Taylor C. Harris - Chief Financial Officer, Principal Accounting Officer and Vice President

Analysts

Matthew Taylor - Barclays Capital, Research Division

Matthew Taylor - Barclays Capital, Research Division

Thanks for joining us for the morning session of Day 3 of the Barclays Conference. We're really pleased to have Thoratec with us this morning and Taylor Harris, the CFO. As I'm sure you know, Thoratec is the market leader in the VAD space and it's a market that we're really excited about. We think there's a lot of room for increases in penetration and technology innovation to drive growth in this market. And I want to hear a lot about that and Thoratec's pipeline. So with that, let me turn it over to Taylor to give you an update and then we'll do some Q&A.

Taylor C. Harris

Thanks, Matt, and thanks, everyone, for joining us here and on the webcast. Before I start, just to remind you that I will be making some forward-looking statements, which are subject to uncertainty and risks. You can find out more about those risks in our SEC filings.

So we would agree with some of the comments of that Matt made in terms of the market opportunity for LVADs. Our mission at Thoratec is to lead the use of the MCS, mechanical circulatory support, which is a device-based therapy, in order to serve the needs of advanced-stage heart failure patients. We have 2 lines of business: one in chronic circulatory support, the other in acute.

On the chronic side, our lead product is HeartMate II. We believe there's roughly a -- approaching a $600 million market right now for chronic circulatory support devices. Over the 5-year time period 2010 to 2015, we've said we think that the market will expand in the mid- to upper-teens range, 15% or more.

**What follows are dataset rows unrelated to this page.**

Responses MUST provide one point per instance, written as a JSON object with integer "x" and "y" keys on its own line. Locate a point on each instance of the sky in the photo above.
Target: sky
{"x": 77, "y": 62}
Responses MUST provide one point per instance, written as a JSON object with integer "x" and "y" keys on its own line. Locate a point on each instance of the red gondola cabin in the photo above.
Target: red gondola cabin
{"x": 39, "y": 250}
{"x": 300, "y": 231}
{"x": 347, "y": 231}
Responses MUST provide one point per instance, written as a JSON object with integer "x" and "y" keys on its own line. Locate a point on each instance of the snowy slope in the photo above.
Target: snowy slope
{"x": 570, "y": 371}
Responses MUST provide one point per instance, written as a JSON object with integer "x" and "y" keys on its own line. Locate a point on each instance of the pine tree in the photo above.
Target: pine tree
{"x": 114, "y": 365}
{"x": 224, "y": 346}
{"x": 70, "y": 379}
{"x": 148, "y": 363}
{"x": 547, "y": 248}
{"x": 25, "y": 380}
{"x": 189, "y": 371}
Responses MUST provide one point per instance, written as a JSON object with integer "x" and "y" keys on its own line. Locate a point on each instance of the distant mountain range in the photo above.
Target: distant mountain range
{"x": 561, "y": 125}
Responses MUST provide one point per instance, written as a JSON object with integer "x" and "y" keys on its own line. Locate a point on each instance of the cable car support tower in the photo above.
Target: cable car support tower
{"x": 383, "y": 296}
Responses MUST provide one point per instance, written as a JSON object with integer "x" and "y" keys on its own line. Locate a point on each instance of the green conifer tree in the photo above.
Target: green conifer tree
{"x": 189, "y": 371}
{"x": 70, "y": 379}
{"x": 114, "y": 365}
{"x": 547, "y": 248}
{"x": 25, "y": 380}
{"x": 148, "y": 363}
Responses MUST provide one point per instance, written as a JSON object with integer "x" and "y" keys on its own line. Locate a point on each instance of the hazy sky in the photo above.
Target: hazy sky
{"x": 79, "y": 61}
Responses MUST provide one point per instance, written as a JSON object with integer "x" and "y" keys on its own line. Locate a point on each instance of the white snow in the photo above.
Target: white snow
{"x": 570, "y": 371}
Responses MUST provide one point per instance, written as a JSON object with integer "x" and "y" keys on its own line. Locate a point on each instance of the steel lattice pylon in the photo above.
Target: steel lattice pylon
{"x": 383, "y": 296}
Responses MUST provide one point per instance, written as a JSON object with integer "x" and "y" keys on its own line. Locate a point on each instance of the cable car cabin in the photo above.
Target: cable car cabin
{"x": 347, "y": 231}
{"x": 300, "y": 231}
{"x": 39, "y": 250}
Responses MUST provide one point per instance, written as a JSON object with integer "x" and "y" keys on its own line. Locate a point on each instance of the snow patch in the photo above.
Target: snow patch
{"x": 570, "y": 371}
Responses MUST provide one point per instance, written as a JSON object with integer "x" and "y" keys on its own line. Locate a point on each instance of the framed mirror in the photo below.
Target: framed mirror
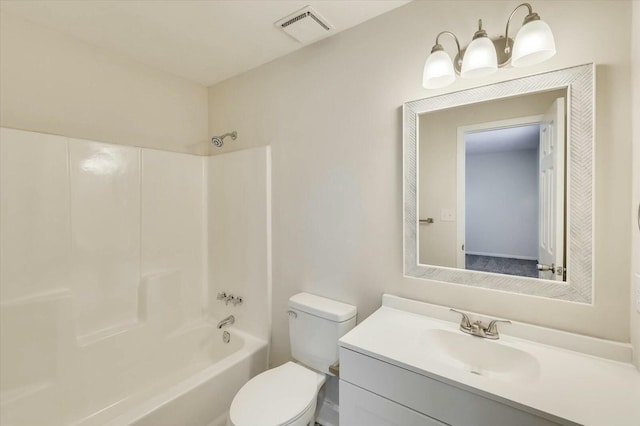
{"x": 498, "y": 185}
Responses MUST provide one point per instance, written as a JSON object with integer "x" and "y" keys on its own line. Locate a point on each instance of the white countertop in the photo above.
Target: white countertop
{"x": 574, "y": 386}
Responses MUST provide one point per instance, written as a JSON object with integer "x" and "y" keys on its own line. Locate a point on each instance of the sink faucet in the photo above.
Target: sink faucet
{"x": 478, "y": 329}
{"x": 227, "y": 321}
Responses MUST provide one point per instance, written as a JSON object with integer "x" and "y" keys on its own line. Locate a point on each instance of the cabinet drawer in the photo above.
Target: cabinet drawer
{"x": 447, "y": 403}
{"x": 359, "y": 407}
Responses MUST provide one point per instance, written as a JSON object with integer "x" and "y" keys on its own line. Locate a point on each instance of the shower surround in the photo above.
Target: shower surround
{"x": 106, "y": 281}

And really, the underlying reason behind that is that there's this large pool of patients in Class IV heart failure, 50,000 to 100,000 or so whose needs are not being met right now by current therapies. They're not able to get a heart transplant. They're not optimally served by drug therapy. That's the opportunity for chronic MCS devices.

On the acute side, our product line is the CentriMag and PediMag. And there's a market opportunity currently of about $150 million. We think that is also a double-digit growth market for the -- for our core product line, like CentriMag. What we have in development, though, is a novel product called the PHP for percutaneous support that we think could unlock an even larger opportunity for us.

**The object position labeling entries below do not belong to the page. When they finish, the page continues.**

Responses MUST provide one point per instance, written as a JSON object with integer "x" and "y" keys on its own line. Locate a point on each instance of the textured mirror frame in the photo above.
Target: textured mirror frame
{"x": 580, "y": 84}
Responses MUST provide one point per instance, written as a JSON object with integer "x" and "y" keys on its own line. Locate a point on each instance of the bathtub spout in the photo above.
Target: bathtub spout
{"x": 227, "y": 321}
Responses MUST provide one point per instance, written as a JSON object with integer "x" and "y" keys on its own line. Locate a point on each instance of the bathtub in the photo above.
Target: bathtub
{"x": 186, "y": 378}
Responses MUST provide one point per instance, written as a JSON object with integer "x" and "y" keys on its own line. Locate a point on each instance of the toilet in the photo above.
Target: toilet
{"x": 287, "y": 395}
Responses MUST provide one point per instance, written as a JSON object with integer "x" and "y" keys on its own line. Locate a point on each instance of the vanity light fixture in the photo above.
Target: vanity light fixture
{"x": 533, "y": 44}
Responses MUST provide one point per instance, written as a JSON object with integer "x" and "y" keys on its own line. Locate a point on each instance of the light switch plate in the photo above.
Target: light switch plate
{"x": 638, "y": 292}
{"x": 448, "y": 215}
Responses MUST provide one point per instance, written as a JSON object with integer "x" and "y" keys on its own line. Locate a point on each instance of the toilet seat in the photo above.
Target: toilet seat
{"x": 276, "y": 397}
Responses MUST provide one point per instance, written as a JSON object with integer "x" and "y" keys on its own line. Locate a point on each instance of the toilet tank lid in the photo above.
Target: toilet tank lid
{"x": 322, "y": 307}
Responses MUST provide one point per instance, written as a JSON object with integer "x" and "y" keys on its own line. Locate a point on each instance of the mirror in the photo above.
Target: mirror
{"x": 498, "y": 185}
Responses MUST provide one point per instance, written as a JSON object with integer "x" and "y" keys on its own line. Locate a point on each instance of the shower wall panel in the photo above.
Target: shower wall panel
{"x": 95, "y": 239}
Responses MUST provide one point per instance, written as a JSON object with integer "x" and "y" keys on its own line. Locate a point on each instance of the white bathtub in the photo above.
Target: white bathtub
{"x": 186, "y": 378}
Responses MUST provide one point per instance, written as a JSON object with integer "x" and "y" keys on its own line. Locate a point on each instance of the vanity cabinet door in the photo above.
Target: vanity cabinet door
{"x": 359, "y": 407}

If you look just over the last 5, 6 years, our revenues and earnings have grown well at a strong rate. We were approaching $500 million of revenue in 2012, non-GAAP EPS of $1.83. So strong historical performance. And then looking ahead to 2013, we have 3 main goals. The first is to continue driving growth in the overall market on a worldwide basis, both for chronic and acute support.

Secondly, would be to solidify our competitive position and there are handful of ways that we're planning on doing that but really focused on clinical differentiation. There's a fair amount of clinical data that we can bring to bear, as well as the level of support and service that we provide to the field, which we think is a competitive advantage.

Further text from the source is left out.